After nearly eight years, Dweezil Zappa’s mission for his Zappa Plays Zappa — a group dedicated to the music of his father, the late Frank Zappa — has remained largely unchanged.
“We’re trying to focus on the things that really display his compositional prowess and give people more of a broad and better-educated view of Frank’s music,” explains Zappa, 44. “We need to re-educate the audience to give them a better overall understanding of what he did.
“I think your casual fans’ perception equate him with Weird Al Yankovic; ‘Oh, he’s the guy that writes the funny songs.’ They only know ‘St. Alphonso’s Pancake Breakfast’ or ‘Don’t Eat the Yellow Snow,’ ‘Dancin’ Fool’ and all that stuff. That’s certainly part of Frank’s repertoire, but it’s a much smaller part than the more sophisticated music that exists throughout.
“That’s really what we want them to walk away with after they see us.”
Zappa and company — and occasionally alumni from Frank Zappa’s bands — have cut a broad swatch through the elder Zappa’s catalog during the 500-plus shows they’ve done since 2006, handling more than 275 of his songs. This year the troupe is playing the critically lauded 1974 live album “Roxy & Elsewhere” in its entirety, some of which have not yet been played by Zappa Plays Zappa. It’s complex material, but Zappa doesn’t think any of it is inaccessible.

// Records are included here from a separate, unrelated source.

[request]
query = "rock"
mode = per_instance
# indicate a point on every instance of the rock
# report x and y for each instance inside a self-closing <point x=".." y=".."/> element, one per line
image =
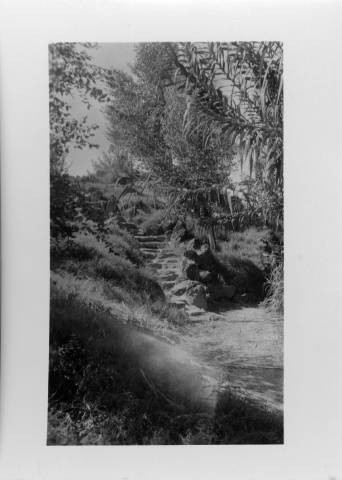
<point x="193" y="293"/>
<point x="207" y="277"/>
<point x="206" y="260"/>
<point x="194" y="244"/>
<point x="194" y="311"/>
<point x="189" y="269"/>
<point x="219" y="291"/>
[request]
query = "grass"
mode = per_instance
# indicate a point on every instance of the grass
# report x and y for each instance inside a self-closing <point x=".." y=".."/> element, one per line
<point x="153" y="224"/>
<point x="108" y="388"/>
<point x="274" y="301"/>
<point x="100" y="390"/>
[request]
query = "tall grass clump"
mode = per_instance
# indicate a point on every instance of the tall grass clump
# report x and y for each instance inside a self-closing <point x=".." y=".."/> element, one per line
<point x="105" y="388"/>
<point x="274" y="301"/>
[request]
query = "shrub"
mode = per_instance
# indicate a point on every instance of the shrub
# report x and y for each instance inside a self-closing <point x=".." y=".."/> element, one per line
<point x="99" y="394"/>
<point x="154" y="223"/>
<point x="274" y="300"/>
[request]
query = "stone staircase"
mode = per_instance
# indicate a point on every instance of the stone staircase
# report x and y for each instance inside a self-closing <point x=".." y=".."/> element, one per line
<point x="161" y="259"/>
<point x="164" y="263"/>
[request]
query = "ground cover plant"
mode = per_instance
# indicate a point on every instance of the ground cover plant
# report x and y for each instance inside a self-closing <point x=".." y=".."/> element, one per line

“It always has sounded like music,” he says. “I think the fact that people are able to see it in a live setting is really the key factor that makes it work, because sometimes when you’re listening to something and you’re distracted by 10 million things in your home, you might not be getting the full ramifications of what is happening and it might not sink in the right way.